Small businesses struggling with the impacts of COVID-19 are about to shell out more for employee superannuation from July 1.
The start of the new financial year will see the scrapping of the $450-a-month threshold requirement for employers to make superannuation contributions. This means they will be required to pay superannuation from ‘dollar one’ of an eligible employee’s wages.
The change is great news for workers but for business owners, particularly those with a high number of casual employees, it has the potential to increase costs and put pressure on some businesses that are already under tremendous strain.
Businesses in hospitality, events and retail may be heavily reliant on casuals and these sectors were already among the hardest hit by COVID-19. With their operating margins already under strain from reduced revenue, businesses in these impacted industries are now facing a further increase in the cost of doing business.

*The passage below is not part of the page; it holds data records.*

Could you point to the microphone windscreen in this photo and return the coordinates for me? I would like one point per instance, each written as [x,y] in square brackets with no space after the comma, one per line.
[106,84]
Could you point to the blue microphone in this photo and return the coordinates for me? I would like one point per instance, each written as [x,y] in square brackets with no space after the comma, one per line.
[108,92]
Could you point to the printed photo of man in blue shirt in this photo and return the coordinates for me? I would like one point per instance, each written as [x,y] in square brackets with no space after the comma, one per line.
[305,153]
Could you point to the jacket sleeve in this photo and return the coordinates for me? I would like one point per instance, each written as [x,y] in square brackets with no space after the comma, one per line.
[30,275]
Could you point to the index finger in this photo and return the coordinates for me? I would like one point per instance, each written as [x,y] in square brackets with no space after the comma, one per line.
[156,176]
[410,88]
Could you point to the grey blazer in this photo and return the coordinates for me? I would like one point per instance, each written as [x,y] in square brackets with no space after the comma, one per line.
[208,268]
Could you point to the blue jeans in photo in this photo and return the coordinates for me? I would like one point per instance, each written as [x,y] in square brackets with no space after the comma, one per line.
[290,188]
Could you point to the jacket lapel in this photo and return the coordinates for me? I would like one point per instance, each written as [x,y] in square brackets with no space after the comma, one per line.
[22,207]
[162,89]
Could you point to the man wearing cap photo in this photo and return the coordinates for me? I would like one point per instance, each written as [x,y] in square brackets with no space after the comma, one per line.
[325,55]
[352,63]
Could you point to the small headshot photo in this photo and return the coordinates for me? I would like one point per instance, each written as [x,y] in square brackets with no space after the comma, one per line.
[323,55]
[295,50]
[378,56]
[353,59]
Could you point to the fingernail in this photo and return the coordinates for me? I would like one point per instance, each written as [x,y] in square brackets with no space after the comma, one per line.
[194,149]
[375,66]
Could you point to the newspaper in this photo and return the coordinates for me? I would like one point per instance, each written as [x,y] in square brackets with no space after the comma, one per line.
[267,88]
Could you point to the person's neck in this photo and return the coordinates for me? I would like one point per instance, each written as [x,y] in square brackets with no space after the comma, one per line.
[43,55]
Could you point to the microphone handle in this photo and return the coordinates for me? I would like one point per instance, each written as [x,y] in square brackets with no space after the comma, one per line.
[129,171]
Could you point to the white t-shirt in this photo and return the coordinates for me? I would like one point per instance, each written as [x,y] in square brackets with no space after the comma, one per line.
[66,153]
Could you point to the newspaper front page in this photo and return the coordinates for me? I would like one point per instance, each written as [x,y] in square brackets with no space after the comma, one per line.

Depending on their size and number of employees, there could also be payroll tax as well as other flow on costs from the July 1 change.
With the ongoing struggle for businesses to keep their doors open, or in some cases open them, some employers hadn’t taken note of the upcoming change or recognised the potential impact.
This could be a ‘sleeper’ crisis for businesses which rely heavily on casual labour, and they need to be doing the numbers on what the removal of the threshold will have on their bottom line because if they aren’t planning now, for some it could be the last straw.
This article first appeared in the Autumn 2022 issue of Client Alert.